Residents and preservationists were encouraged last
year when Royce, a summer resident of the Watch Hill area, bought
the 13-acre site from a developer who intended to tear down the
hotel to build five luxury homes.
"Chuck always said that he would restore, rehabilitate,
or replicate the hotel," says Paula Ruisi, a resident who led efforts
to save the building. "We were all sort of surprised that the building
came down."
Last year, Royce worked with preservationists and
the city of Westerly to pass a zoning ordinance that would allow
him to keep a hotel on the residentially zoned site. However,
a feasibility study conducted by Centerbrook Architects, based
in Essex, Conn., found that the building was seriously structurally
compromised didn't meet the state's tough fire safety and hurricane
codes. According to Centerbrook's report, completed last fall,
some problems could only be fixed by stripping the building to
its skeleton and hoisting it off of its foundation.
"It would be a huge feat to try to do that and economically
not viable at all," says Meg Lyon, project architect. "At a
certain point, it seemed that you'd have a new building anyway."
"I don't think any of the problems were anything that
couldn't be solved," says Wendy Nicholas, director of the National
Trust's Northeast Office, which worked with local preservationists to
save the Ocean House. Though disappointed, she adds, "We take some
comfort in knowing that the hotel will still have some public use and
retain public access of that incredible site."
Ruisi says she has received e-mails from people sharing
stories about summers at the hotel and concerns about what will replace
it.

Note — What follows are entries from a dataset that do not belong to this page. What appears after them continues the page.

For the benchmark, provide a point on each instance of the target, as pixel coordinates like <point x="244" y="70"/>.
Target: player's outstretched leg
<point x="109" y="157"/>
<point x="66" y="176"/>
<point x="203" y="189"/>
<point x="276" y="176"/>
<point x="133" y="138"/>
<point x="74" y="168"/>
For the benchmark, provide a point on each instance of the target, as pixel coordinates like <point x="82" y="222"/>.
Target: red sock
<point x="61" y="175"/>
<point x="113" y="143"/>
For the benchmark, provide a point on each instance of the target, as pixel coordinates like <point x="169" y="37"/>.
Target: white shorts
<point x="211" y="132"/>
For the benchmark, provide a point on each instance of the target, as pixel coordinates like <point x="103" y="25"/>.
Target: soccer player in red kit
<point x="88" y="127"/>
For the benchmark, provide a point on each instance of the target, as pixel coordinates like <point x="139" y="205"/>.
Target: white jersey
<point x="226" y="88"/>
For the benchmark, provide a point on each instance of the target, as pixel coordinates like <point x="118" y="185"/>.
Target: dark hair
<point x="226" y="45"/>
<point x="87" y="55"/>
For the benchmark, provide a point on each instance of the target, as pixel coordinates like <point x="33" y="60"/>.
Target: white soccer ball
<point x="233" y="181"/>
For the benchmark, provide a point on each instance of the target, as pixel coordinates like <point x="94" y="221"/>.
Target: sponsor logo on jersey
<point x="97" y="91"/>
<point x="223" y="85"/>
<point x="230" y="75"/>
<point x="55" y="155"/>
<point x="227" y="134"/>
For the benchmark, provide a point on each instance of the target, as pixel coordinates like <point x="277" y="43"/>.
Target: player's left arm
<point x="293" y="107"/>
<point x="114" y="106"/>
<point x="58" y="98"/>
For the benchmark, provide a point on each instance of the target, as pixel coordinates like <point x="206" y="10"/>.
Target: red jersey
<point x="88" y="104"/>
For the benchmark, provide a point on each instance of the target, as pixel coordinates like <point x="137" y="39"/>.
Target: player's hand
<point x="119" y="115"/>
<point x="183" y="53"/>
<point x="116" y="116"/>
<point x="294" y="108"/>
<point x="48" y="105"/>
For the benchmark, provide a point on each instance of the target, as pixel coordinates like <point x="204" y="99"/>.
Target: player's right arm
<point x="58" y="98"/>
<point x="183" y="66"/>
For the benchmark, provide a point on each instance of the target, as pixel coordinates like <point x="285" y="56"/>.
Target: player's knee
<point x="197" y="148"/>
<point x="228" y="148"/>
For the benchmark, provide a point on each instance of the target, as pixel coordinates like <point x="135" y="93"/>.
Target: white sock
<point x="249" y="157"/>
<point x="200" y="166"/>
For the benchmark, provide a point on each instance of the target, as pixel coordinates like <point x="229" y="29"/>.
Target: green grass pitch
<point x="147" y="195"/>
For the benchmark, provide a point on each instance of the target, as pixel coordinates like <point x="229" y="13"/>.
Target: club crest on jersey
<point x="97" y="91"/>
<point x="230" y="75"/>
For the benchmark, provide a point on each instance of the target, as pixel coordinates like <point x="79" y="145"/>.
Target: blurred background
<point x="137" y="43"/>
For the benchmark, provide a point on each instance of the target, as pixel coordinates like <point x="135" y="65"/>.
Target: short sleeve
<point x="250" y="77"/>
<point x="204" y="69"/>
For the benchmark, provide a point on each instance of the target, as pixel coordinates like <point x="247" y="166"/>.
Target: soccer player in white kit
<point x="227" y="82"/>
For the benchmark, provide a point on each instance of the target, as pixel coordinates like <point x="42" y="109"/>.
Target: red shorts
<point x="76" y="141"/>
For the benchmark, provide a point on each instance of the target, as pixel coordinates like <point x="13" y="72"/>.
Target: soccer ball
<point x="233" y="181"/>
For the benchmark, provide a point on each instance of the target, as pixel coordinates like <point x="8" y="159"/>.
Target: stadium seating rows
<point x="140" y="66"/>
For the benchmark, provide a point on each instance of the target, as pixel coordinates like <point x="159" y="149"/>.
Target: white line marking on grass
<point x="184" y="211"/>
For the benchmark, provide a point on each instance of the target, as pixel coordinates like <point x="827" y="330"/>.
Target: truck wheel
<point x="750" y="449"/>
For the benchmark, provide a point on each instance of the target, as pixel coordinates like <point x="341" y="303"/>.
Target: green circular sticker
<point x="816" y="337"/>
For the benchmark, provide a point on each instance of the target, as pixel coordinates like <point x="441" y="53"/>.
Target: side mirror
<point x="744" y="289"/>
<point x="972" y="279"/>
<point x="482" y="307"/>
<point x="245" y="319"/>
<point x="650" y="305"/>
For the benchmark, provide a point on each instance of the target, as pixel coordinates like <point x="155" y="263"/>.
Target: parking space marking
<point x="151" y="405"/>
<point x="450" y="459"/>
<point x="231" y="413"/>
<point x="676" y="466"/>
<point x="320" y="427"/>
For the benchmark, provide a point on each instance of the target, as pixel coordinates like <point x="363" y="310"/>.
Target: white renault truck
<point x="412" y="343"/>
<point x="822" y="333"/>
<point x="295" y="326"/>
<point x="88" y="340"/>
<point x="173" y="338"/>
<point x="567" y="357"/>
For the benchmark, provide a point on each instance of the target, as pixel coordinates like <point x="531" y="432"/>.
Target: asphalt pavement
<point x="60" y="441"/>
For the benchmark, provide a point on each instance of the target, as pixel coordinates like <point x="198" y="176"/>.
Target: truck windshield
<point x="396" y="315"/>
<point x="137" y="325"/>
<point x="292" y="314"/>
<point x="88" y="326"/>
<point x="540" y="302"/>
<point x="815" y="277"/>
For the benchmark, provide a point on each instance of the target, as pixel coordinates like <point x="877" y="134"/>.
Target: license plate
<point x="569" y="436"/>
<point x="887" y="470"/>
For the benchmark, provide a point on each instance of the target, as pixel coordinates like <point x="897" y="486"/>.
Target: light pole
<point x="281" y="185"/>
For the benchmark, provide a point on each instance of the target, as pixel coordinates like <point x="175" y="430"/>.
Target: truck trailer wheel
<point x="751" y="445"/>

Many fear that the new hotel will be too large and commercial. "It
was a place where people would come and sit on porches. It was a lifestyle
they found there, where they turned the clock back," Ruisi says.
"I don't know if that is going to be replicated there, but it would
be a huge thing to lose."
According to Nicholas Moore, spokesman for Royce's company,
Bluff Avenue, the new building will not be larger than the original,
but it will include underground parking. He says that Royce is
planning on returning the hotel to an earlier look by downsizing
a wing and adding a Second Empire roof. Construction is expected
to start this fall and be completed in 2008.